Psychological layers:
* Habits: these are ways of doing things that provide a sense of structure and routine (and of course, safety). The foods you consistently choose and the activities that fill your days are what create your reality.
* Limiting beliefs and attitudes: most of us are the prisoners of our own minds. All that self-talk about what you can and cannot do, what you deserve, and what you are capable of, again, create your reality.
* Fear and doubt: these are the powerful allies of our limiting beliefs. They say, “Stop! This is unsafe! Don’t you dare change a thing.” But if you don’t push through those feelings, you’ll never experience the exhilaration of expanding your world.
* Social layers: we all have different masks we wear in different social situations. Some of these are appropriate and necessary, but sometimes you might find yourself rigidly attached to those social masks and unable to be yourself.
* Spiritual layers: these include the deepest layers of who we truly are and what we believe our place in the world is. When we are disconnected from the flow and beauty that life has to offer, it’s time to examine the barriers we’ve put up around us.
How to Shed Those Layers
There are a few steps you can choose from to start peeling back the layers. See which ones resonate most with you.
* Start on the outside. Are there some changes you can make to your personal sense of style to reflect who you’d like to be? Adding more colour, using accessories and dressing your best can go a long way in boosting your self-confidence.
* Examine your habits. Remember that the flipside to safety is stuckness. Are there things you do repetitively because they feel comfortable and safe? Trying something new or different can help you stretch out of your comfort zone.
* Pay attention to your self-talk. Are there things you are saying to yourself that are keeping you stuck, unhappy or overweight? Try challenging those statements or developing new ones to replace them.
* Experiment with being yourself and speaking your truth more often. While scary, you might find yourself feeling more liberated than ever!
As you shed each layer, you uncover the truth of who you are.

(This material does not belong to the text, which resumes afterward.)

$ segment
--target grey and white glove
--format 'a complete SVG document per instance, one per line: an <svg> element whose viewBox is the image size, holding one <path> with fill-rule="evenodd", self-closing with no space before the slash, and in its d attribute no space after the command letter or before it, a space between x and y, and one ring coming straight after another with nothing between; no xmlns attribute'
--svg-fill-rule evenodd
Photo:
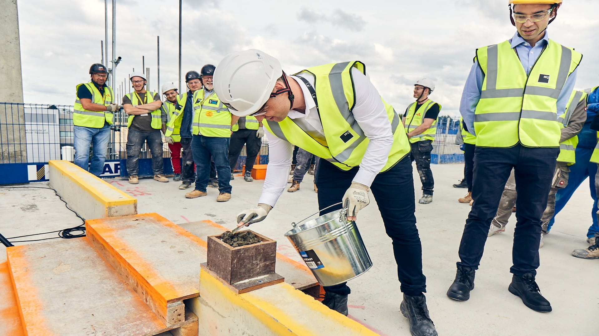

And as that happens, you’ll find yourself feeling the joy of living your best life, and wanting to take care of the body that houses that person. The focus will shift from trying to lose weight to letting it simply drop away as the inner layers keeping you trapped fall away themselves.
In my work, my greatest joy is seeing my clients have a breakthrough moment. Some old habit or limiting belief gets discovered and let go, like an article of clothing that no longer fits. As they take a moment to process how profoundly their lives have changed in that one instant, I know that we have accomplished something great: the unique and beautiful person I could see beneath all the layers has finally come to life.
The Importance of Self-Love
The legend of Narcissus tells of a young boy who, upon seeing his reflection in a clear fountain with water like silver, fell hopelessly in love with himself. Unable to tear his gaze away from his reflection, he could not eat, could not sleep, until finally, he pined away and died.
Unfortunately, the myth of Narcissus is too often our concept of self-love. We believe that if we love ourselves, we are selfish and self-centered, that falling in love with self means conceit and self-absorption. In fact, the opposite is true. Self-love is an honoring of the self that requires a high degree of independence and courage. The love we give others will be enhanced by the love we give ourselves.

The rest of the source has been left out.